In questa video performance l'artista americano realizza con del
nastro un quadrato sul pavimento del suo studio, segnandone i punti
medi.
Partendo
da un angolo, Nauman cammina metodicamente lungo il perimetro del
quadrato, volgendo ritmicamente lo sguardo dentro e fuori la linea.

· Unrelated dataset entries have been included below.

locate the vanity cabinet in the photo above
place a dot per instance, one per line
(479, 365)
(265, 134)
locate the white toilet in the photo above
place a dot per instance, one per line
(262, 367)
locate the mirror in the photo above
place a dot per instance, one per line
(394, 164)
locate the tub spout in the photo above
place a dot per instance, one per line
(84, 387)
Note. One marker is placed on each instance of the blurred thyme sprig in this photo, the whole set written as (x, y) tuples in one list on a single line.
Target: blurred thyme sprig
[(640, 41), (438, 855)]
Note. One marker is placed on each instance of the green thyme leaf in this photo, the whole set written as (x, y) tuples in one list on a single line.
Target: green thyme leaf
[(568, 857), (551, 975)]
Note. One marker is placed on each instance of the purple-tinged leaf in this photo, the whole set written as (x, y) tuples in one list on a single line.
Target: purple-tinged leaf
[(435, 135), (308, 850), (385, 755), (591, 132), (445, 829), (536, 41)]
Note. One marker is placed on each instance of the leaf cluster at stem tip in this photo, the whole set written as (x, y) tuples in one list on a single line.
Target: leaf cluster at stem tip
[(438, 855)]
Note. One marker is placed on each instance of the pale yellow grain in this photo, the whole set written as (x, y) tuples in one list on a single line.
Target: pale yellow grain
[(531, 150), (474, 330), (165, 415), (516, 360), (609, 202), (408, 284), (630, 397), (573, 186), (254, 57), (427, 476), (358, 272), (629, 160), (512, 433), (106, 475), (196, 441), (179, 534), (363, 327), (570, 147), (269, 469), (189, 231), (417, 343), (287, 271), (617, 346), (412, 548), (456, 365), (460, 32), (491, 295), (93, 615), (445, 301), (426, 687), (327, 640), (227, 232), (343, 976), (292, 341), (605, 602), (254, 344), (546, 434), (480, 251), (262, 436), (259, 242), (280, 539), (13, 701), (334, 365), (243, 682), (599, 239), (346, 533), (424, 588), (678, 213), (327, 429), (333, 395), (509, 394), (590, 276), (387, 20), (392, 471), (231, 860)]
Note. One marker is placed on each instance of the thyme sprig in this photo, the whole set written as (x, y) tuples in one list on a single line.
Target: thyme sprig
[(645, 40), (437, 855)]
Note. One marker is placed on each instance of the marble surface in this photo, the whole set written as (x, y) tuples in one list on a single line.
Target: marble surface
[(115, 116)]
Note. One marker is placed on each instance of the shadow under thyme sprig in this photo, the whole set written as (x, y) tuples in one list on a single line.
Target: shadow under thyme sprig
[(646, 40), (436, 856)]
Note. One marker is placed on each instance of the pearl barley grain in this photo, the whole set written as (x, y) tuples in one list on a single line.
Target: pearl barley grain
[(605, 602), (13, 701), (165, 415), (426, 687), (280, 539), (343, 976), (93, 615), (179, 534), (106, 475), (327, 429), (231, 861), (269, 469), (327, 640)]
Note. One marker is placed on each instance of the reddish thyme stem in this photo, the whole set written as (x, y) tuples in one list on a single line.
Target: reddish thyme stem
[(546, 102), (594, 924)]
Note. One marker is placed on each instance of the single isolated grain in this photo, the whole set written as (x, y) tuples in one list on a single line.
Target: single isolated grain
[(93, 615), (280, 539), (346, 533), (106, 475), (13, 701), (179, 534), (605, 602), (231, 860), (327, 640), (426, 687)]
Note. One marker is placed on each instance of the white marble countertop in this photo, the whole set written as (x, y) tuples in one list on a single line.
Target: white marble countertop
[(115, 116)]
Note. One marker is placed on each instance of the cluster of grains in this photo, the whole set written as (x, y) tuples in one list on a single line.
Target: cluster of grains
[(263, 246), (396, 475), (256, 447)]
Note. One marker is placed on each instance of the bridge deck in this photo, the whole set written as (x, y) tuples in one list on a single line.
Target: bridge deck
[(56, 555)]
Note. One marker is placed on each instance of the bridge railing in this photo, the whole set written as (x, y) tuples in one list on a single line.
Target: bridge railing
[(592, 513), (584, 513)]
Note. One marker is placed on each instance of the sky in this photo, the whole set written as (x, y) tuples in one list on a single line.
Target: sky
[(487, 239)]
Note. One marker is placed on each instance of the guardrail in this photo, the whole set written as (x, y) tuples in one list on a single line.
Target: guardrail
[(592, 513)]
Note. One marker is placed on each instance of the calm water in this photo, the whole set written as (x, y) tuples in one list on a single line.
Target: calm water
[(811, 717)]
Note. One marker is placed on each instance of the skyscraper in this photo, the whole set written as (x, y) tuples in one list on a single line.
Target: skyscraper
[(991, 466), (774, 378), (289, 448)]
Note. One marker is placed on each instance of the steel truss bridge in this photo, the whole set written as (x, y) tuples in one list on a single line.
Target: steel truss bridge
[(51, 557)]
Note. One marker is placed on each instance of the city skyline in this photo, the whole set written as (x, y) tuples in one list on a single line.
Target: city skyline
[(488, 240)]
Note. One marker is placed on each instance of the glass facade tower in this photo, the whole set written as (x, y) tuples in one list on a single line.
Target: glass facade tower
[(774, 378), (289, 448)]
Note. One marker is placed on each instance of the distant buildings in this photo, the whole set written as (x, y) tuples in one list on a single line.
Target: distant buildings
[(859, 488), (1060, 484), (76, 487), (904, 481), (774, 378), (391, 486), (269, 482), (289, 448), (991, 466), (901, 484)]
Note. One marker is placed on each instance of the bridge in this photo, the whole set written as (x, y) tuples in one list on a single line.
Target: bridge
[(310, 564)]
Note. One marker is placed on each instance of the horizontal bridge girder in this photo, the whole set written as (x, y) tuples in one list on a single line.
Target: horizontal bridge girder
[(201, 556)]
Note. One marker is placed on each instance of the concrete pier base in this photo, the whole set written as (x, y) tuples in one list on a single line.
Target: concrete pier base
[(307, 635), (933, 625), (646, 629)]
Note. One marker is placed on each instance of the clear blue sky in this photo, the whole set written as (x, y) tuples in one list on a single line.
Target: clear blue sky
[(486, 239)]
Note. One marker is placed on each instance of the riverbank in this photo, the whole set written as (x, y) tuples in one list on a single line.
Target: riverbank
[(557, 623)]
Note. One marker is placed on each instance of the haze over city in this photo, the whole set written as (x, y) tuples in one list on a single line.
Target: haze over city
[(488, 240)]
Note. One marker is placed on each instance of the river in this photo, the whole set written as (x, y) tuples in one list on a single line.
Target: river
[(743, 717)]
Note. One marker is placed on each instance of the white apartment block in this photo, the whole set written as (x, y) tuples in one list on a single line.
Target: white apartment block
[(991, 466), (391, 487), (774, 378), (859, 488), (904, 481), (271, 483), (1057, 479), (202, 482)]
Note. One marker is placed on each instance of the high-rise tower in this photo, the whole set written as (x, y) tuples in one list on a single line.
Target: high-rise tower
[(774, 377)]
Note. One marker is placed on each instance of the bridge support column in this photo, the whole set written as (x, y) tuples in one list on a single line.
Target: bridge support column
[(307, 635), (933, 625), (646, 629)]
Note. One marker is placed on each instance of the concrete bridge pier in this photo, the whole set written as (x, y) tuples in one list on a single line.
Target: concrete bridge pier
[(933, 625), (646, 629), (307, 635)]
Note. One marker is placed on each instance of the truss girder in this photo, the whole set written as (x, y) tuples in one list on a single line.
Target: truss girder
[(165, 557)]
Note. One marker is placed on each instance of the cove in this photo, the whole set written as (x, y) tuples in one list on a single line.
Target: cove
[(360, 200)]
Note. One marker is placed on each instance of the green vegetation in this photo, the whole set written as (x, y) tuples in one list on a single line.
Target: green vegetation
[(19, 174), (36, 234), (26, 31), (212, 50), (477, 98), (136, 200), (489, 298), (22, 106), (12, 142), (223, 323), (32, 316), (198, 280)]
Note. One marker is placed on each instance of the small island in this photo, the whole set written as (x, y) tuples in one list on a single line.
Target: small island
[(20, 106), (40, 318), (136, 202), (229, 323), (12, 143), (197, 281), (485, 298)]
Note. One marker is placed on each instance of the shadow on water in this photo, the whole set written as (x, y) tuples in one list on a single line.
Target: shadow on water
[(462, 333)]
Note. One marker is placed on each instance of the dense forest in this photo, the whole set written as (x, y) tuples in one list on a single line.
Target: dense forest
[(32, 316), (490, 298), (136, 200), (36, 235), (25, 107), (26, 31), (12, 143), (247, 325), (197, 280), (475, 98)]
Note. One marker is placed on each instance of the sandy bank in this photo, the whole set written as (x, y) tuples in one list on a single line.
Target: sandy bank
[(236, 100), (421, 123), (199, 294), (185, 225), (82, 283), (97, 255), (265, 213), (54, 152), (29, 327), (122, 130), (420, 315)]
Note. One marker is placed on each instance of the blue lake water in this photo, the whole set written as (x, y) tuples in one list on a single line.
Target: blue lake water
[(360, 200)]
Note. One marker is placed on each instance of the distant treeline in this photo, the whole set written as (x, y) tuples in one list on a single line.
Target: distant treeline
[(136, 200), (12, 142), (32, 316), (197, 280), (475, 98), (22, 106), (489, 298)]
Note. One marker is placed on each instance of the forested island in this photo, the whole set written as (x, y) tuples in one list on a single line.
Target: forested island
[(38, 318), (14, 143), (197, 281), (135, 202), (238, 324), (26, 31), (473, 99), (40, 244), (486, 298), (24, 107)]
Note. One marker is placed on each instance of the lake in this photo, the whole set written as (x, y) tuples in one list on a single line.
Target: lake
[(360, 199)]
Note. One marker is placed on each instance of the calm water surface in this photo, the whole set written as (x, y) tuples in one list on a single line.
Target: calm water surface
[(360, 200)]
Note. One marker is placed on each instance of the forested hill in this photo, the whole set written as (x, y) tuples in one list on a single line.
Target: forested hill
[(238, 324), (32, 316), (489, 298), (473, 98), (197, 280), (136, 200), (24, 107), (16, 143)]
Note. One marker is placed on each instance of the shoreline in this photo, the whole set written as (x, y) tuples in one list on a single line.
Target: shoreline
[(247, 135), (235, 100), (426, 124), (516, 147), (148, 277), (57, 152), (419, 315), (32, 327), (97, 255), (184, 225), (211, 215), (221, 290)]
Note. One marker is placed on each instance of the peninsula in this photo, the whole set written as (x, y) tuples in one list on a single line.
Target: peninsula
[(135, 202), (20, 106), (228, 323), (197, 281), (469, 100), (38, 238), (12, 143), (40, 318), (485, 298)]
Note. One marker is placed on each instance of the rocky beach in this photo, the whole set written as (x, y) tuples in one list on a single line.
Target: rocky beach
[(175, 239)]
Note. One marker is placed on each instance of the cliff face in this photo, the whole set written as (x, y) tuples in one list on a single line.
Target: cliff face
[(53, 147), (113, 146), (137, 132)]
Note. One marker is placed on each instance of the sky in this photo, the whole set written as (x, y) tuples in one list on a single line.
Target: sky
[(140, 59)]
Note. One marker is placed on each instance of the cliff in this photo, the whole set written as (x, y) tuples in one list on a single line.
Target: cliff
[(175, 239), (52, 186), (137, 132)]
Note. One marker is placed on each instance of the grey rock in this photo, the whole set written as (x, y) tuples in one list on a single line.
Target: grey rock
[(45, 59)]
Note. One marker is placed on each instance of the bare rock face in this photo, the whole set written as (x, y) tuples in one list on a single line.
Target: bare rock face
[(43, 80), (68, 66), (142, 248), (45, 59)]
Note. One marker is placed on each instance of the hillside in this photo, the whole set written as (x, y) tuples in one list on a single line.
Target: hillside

Nella sua video installazione a circuito chiuso Live/Taped
Video Corridor
(1970) ritorna l'esperienza vissuta, spingendo lo spettatore a
camminare lungo un corridoio lungo quasi dieci metri con l'obiettivo
di raggiungere due monitor posti a ciascuna estremità. Sia
attraverso media diversi, come video, performance, disegni o
installazioni complesse, Nauman indaga argomenti che prendono in
considerazione l'esperienza fenomenologica del corpo, del tempo,
del movimento e dello spazio.
Oltre a Nauman, altri artisti hanno abbracciato la fenomenologia di
Merleau-Ponty, tra cui Robert Morris nelle sue prime installazioni
alla Green Gallery di New York nel 1964,
così come Robert Irwin con la sua serie di dischi acrilici
realizzati tra il 1966 e il 1969.
Hobbs
afferma che «what
made his brand of phenomenology so seductive was its apparent ability
to release artists from the stranglehold of feeling that was one of
abstract expressionism's major legacies. It did this by dispelling
the concept that sensations might reside in objects (like
paintings)».
Hobbs
continua la sua dichiarazione aggiungendo che
«to
undermining sensations, Merleau-Ponty's phenomenology promised a
release from the twin pitfalls of empiricism and intellectualism that
forced people to choose between a world that imposed its reality on
them, making them its subject, and a world that was forced to
accommodate itself to their thought».
Irwin
e Morris asserirono entrambi di aver letto e assimilato la filosofia
di Merleau-Ponty sulla percezione.
Entrambi hanno indagato i limiti della percezione, della luce, dello
spazio e della percezione multisensoriale. Krauss osserva che Morris
ha creato oggetti con una sola priorità, quella formale, e che non
implicano alcuna necessità di sintesi.
Come notato dal ricercatore e curatore Simone Frangi, il ritorno ai
fenomeni auspicato dalla fenomenologia merleau-pontiana nel suo
perpetuo dialogo con le teorie psicologiche e antropologiche sarà lo
strumento chiave con cui il Minimalismo ricollocherà l'opera
scultorea all'interno di un ambiente espanso e relazionale.
La
fenomenologia di Merleau-Ponty può quindi svolgere un ruolo
essenziale per comprendere la smaterializzazione dell'oggetto
d'arte dal Minimalismo all'emergere dell'Arte Concettuale.